Katie chose to attend the University of California, Irvine because of the School of Social Sciences' strength in the study of international migration.

“Since I have been here I have been working under the guidance of Rubén Rumbaut in the Department of Sociology. It was professor Rumbaut who encouraged me to pursue my research on the experiences of Salvadoran deportees.”     

She credits Rumbaut with providing her the independence necessary to becoming a good sociologist.

“He is, however, always available when I need guidance or just a little extra reassurance.”

Katie acknowledges that in addition to the endless encouragement and deep-rooted critical thinking he shares, he has been an incredible mentor for her.

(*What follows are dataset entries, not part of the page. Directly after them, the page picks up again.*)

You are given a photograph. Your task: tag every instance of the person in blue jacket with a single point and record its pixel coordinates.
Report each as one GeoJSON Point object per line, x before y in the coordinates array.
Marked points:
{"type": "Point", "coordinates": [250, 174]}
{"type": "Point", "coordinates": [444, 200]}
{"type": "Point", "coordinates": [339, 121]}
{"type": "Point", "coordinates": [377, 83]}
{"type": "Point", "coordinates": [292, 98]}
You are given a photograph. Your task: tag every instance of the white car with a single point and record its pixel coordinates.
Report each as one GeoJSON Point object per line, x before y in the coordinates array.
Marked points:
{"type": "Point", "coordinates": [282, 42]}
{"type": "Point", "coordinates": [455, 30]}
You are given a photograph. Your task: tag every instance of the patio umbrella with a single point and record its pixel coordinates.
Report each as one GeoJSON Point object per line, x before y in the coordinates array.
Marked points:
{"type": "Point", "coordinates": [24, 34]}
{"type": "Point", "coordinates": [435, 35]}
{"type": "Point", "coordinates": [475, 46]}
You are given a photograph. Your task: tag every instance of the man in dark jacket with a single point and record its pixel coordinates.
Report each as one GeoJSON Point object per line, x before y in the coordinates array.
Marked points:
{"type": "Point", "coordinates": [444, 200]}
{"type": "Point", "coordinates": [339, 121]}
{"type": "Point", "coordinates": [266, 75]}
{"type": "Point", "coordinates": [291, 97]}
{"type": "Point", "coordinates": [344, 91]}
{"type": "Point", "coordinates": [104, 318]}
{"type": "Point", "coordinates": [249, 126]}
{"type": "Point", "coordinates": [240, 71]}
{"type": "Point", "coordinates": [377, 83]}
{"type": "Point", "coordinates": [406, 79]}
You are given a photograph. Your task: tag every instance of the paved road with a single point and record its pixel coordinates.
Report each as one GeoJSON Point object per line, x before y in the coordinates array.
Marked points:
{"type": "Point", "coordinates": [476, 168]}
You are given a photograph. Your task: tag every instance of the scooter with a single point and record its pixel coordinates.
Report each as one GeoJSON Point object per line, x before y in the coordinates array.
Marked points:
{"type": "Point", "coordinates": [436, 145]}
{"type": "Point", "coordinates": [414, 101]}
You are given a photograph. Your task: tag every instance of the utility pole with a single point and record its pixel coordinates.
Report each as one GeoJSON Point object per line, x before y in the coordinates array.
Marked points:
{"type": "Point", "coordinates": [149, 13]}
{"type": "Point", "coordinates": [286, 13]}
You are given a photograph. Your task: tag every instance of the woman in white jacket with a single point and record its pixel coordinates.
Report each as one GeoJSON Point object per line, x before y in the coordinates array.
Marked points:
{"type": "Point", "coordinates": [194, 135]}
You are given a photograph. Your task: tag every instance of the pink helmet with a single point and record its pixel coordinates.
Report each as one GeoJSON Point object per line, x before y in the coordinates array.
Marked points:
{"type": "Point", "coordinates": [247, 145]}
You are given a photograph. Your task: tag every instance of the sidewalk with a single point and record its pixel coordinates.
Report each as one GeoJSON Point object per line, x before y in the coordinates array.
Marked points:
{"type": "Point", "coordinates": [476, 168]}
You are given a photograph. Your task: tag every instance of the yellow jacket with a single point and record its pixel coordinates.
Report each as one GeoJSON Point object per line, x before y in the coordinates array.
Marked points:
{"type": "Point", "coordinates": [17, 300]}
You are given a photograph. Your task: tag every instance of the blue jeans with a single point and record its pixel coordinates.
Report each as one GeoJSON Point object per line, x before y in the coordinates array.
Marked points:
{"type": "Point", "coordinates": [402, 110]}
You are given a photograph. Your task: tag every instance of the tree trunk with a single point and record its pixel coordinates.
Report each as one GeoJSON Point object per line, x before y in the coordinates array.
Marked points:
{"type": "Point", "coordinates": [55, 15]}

“Not only has he written dozens of letters of recommendation on my behalf, but he has supported my career development in many ways.”

Katie points out that he invited her to speak alongside him at a plenary address at an immigration law conference and with his guidance was a co-author on a related article that appeared in the University of La Verne Law Review.

Katie also credits professor Susan Coutin with providing critical mentorship. She acknowledges that it was Coutin’s generosity of spirit – including personal introductions to many of her contacts in El Salvador and co-authoring a book chapter with her that demonstrate the collaborative UCI spirit. “This kind of hands-on mentorship is rare, and I truly believe that without it, my dissertation project would have been extremely difficult to accomplish,” she states.

Next Steps

Katie believes that anything worth doing is worth doing with ‘all one’s heart.’ She hopes to obtain a tenure-track position at a liberal arts college that will allow her to flourish as both an instructor and a scholar. She plans to turn her dissertation into a book manuscript and submit it for publication at a major academic press.

“I hope to continue exploring issues related to stratification within Latino and Latin American populations,” she states. “It motivates me knowing that my research has the potential to be used to influence real lives in addition to expanding the dialogue within the international migration subfield,” she says.

And when she is not conducting research - how does Katie spend her time? She enjoys relaxing through physical activities such as swimming, running, biking, hiking, and doing yoga. She can also be found practicing meditation, playing with her skateboarding English Bulldog Babbu, and spending time with her family, which includes her husband and newborn baby boy, Dylan.